Before I had seen the background of a great lady's life, I had thought it all play and fine doings. But whatever other grand people are, my lady was never idle. For one thing, she had to superintend the agent for the large Hanbury estate. I believe it was mortgaged for a sum of money which had gone to improve the late lord's Scotch lands; but she was anxious to pay off this before her death, and so to leave her own inheritance free of incumbrance to her son, the present Earl; whom, I secretly think, she considered a greater person, as being the heir of the Hanburys (though through a female line), than as being my Lord Ludlow with half a dozen other minor titles.

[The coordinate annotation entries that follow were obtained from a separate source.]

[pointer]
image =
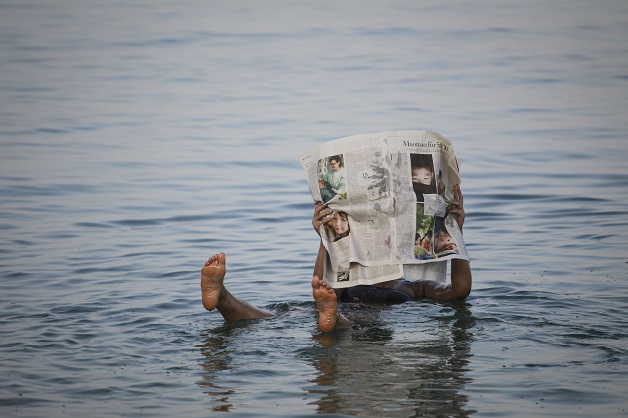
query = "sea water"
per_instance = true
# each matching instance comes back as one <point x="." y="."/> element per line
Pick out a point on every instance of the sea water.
<point x="138" y="138"/>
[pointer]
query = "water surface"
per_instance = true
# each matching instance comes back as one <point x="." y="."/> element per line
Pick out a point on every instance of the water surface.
<point x="138" y="138"/>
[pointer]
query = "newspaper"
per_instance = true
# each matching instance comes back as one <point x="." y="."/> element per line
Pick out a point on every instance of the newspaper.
<point x="390" y="193"/>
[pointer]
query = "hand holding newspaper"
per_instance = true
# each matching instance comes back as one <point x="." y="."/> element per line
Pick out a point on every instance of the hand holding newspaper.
<point x="390" y="193"/>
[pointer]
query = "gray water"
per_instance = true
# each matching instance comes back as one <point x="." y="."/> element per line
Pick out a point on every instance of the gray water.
<point x="137" y="138"/>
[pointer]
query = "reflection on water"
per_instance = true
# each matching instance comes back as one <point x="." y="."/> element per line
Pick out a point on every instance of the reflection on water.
<point x="372" y="369"/>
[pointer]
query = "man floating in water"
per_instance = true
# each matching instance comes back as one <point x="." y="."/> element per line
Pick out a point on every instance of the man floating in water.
<point x="216" y="296"/>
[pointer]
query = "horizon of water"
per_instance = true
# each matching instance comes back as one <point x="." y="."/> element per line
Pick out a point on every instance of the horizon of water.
<point x="138" y="138"/>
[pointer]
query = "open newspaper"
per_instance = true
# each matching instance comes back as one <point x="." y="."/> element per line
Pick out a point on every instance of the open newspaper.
<point x="390" y="193"/>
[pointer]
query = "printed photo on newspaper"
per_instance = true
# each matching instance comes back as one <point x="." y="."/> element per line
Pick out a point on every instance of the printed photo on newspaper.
<point x="390" y="193"/>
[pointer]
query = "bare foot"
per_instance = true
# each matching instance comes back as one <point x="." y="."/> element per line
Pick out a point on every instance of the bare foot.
<point x="212" y="276"/>
<point x="326" y="304"/>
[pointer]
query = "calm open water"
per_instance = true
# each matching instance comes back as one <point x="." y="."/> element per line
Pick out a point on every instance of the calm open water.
<point x="139" y="137"/>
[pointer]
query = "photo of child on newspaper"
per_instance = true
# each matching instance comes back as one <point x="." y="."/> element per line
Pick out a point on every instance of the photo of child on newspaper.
<point x="332" y="178"/>
<point x="423" y="179"/>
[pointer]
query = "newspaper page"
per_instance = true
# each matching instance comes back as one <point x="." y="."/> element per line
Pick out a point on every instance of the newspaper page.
<point x="390" y="193"/>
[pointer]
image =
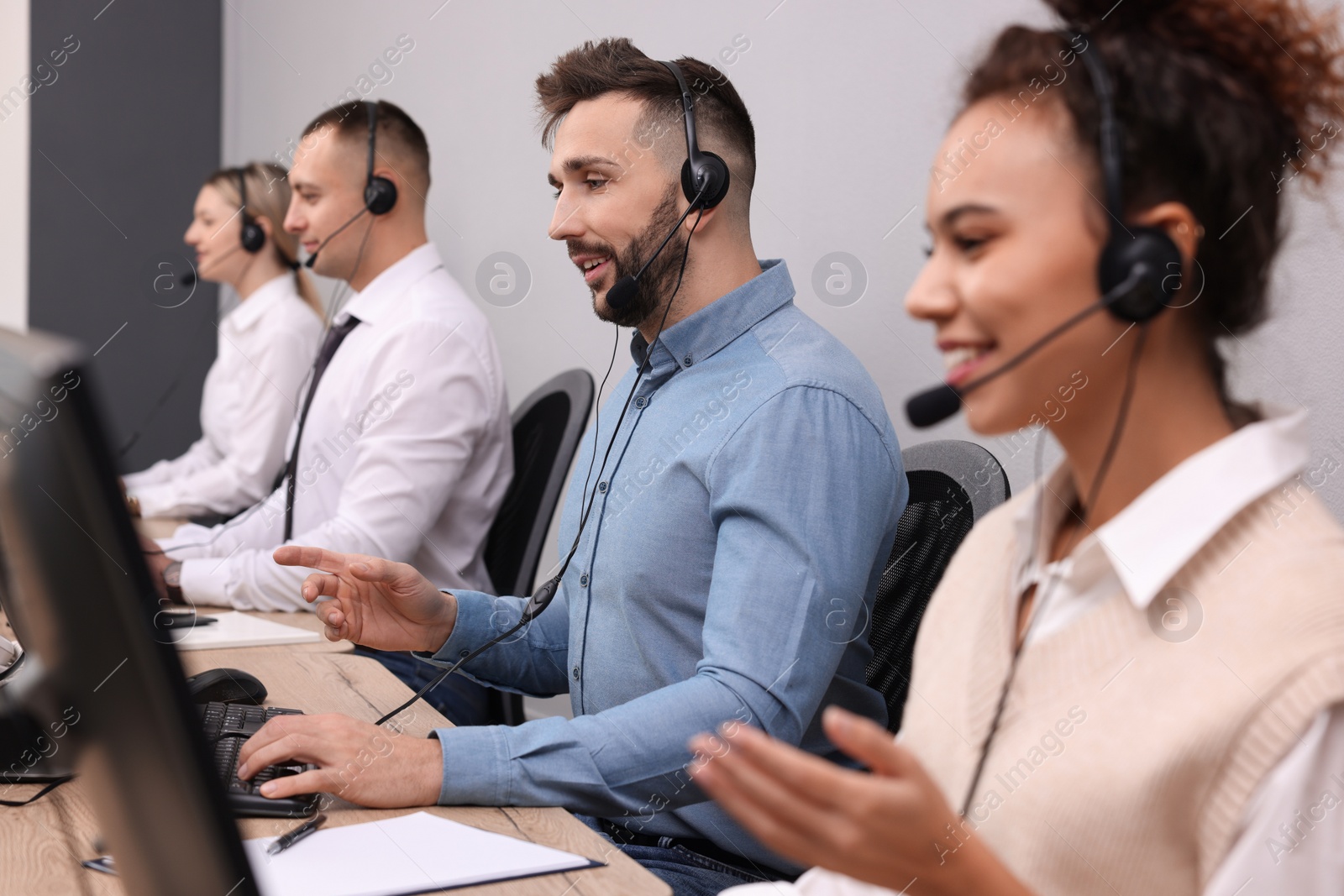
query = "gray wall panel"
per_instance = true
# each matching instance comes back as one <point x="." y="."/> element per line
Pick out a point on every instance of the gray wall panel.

With this wish of releasing her property from the mortgage, skilful care was much needed in the management of it; and as far as my lady could go, she took every pains. She had a great book, in which every page was ruled into three divisions; on the first column was written the date and the name of the tenant who addressed any letter on business to her; on the second was briefly stated the subject of the letter, which generally contained a request of some kind. This request would be surrounded and enveloped in so many words, and often inserted amidst so many odd reasons and excuses, that Mr. Horner (the steward) would sometimes say it was like hunting through a bushel of chaff to find a grain of wheat. Now, in the second column of this book, the grain of meaning was placed, clean and dry, before her ladyship every morning. She sometimes would ask to see the original letter; sometimes she simply answered the request by a "Yes," or a "No;" and often she would send for lenses and papers, and examine them well, with Mr. Horner at her elbow, to see if such petitions, as to be allowed to plough up pasture fields, were provided for in the terms of the original agreement. On every Thursday she made herself at liberty to see her tenants, from four to six in the afternoon.